Labour’s school policies could cost more than £1.8bn to implement should the party win the general election, the government has claimed.
The figures were released by the government in a raft of opposition party policy costings – one of the opening shots in the general election campaign.
On Labour’s policy to introduce Directors of School Standards as a ‘middle tier’ of accountability for schools, the Treasury estimates it would cost between £65.55m and £68.02m per year.
It also estimates that Labour’s plan to require all teachers to gain qualified teacher status would cost £386m over five years.
Plans to increase the number of university technical colleges (UTCs) – based on an estimate of 100 over the next parliament – is given a cost of £1.4bn up to 2025/26.
Ed Balls has called for a “major expansion” of the UTC policy, with former Labour education minister Andrew Adonis proposing that 100 new UTCs be established in a report last year.
Produced by the Treasury (and the Department for Education in the case of the unqualified teachers policy), the costings note several assumptions made in the calculations.
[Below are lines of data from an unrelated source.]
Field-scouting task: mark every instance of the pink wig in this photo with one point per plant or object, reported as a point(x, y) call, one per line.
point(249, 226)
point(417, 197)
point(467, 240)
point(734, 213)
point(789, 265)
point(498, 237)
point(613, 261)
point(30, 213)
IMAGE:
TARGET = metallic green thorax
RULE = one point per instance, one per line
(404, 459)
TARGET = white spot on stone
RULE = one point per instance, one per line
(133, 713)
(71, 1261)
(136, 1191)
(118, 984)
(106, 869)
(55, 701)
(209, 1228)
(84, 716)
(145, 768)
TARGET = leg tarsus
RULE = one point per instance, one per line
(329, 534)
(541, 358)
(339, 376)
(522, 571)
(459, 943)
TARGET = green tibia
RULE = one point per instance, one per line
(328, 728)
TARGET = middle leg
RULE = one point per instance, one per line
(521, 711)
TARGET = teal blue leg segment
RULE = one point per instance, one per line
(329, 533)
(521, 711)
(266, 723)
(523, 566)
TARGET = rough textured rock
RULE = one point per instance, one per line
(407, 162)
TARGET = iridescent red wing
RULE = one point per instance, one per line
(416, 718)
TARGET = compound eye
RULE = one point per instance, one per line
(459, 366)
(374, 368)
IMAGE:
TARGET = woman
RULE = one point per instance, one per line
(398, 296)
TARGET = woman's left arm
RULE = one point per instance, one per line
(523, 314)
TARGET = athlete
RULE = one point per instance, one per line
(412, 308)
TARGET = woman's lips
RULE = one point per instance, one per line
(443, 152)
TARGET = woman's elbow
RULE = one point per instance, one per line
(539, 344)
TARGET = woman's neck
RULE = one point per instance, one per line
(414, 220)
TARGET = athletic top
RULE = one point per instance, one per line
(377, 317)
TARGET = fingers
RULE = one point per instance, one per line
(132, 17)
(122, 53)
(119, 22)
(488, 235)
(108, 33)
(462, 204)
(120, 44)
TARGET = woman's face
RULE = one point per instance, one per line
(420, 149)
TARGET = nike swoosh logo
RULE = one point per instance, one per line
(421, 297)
Responding to the claims, Shadow Education Secretary Tristram Hunt said that the costings were based on “bogus claims and untruths”.
He also said: “Labour has made no unfunded spending commitments. We are undertaking a zero-based review of departmental spending.”
The Liberal Democrats distanced themselves from the costings. A Lib Dem spokesperson described them as “private advice” produced for the Conservatives, and said they had not been signed off his party, as would generally be the case with government documents.
The spokesperson said: “Unless the other parties say they will also protect education funding, parents and teachers will find their squabbling completely irrelevant.”
Article updated at 14.25pm, 5 January 2014 to reflect Labour’s response to the claims, and updated further at 18.05pm with the Lib Dem’s reaction to the costings.